Keystone Law is producing a resilient performance as the year unfolds, the firm’s interim results show, with revenues up despite the financial impact of the Covid-19 lockdown, but profits have slumped following internal investment at the UK-listed firm.
Revenue in the first half of the firm’s financial year was up 6.5% to £24.5m from £23m last year. However, adjusted profit before tax was down 18% to £2.2m for the period ‘due to investment in the central office support team as well as additional office space in Chancery Lane.’
‘It was a good start to the year until lockdown stopped things,’ Keystone’s CEO James Knight (pictured) told Legal Business. ‘New client demand was down around 30% at one point though it is now almost back to pre-Covid levels.’
The firm’s last full set of financials for the year to 31 January 2020 showed revenue was up 16% to £49.6m, with Keystone continuing a run of pacey financial results in recent years.
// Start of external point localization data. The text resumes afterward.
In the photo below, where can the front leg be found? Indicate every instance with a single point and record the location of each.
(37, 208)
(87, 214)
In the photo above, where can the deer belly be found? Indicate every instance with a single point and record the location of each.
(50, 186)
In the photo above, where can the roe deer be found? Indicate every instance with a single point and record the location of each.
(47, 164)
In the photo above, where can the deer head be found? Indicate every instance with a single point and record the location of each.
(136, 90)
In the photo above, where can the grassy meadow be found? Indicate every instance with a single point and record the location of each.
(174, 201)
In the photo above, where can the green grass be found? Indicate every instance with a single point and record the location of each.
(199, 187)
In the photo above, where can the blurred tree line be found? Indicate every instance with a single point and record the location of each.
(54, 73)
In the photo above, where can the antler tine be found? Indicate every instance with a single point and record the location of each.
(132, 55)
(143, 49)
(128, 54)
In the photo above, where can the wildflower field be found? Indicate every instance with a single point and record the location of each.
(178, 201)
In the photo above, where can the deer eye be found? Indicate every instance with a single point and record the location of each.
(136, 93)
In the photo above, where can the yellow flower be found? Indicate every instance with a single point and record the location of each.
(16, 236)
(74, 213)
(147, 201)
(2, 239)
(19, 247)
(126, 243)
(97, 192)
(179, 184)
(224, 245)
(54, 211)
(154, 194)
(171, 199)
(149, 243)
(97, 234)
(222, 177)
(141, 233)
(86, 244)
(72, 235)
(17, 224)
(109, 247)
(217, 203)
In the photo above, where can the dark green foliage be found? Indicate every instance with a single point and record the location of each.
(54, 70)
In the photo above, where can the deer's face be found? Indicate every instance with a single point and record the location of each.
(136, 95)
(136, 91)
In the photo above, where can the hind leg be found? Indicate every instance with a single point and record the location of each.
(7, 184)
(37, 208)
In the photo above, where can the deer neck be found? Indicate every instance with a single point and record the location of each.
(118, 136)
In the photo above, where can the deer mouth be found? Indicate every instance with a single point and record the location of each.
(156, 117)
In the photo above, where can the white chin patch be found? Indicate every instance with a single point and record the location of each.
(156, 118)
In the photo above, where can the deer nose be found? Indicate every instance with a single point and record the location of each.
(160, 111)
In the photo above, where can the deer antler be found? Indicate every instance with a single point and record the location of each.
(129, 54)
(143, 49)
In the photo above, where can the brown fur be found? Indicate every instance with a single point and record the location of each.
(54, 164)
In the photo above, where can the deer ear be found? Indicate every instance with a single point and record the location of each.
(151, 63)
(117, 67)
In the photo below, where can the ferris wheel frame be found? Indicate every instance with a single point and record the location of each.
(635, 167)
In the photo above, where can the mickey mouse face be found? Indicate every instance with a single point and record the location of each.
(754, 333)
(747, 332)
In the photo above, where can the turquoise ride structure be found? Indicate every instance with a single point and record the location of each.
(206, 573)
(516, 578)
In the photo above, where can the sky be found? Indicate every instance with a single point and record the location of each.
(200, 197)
Increasingly it is thought firms with a strong cash position are best placed to endure the economic uncertainty brought by the Covid-19 lockdown. Should that be the case, Keystone will feel confident after ending its interim period with a net cash figure of £6.9m compared to £3.4m in the same period last year.
Though he firm’s growth over the first half of 2020/21 was driven partly by new client needs in light of the pandemic, Keystone’s financial director, Ashley Miller, told Legal Business. ‘While it has been a bit lumpy, what we have seen is a return of the business streams to where we were pre-Covid.’
Miller and Knight also highlighted the firm’s continued push in lateral hires, with lawyer numbers at the firm increasing to 426 over the interim period with 27 new partner-level hires. Earlier this month Keystone added three laterals to its ranks, with corporate specialist Sandra Bates and environmental law expert Yohanna Weber joining from Fladgate and Fieldfisher respectively while commercial property lawyer Alex Heaton joined from Reed Smith.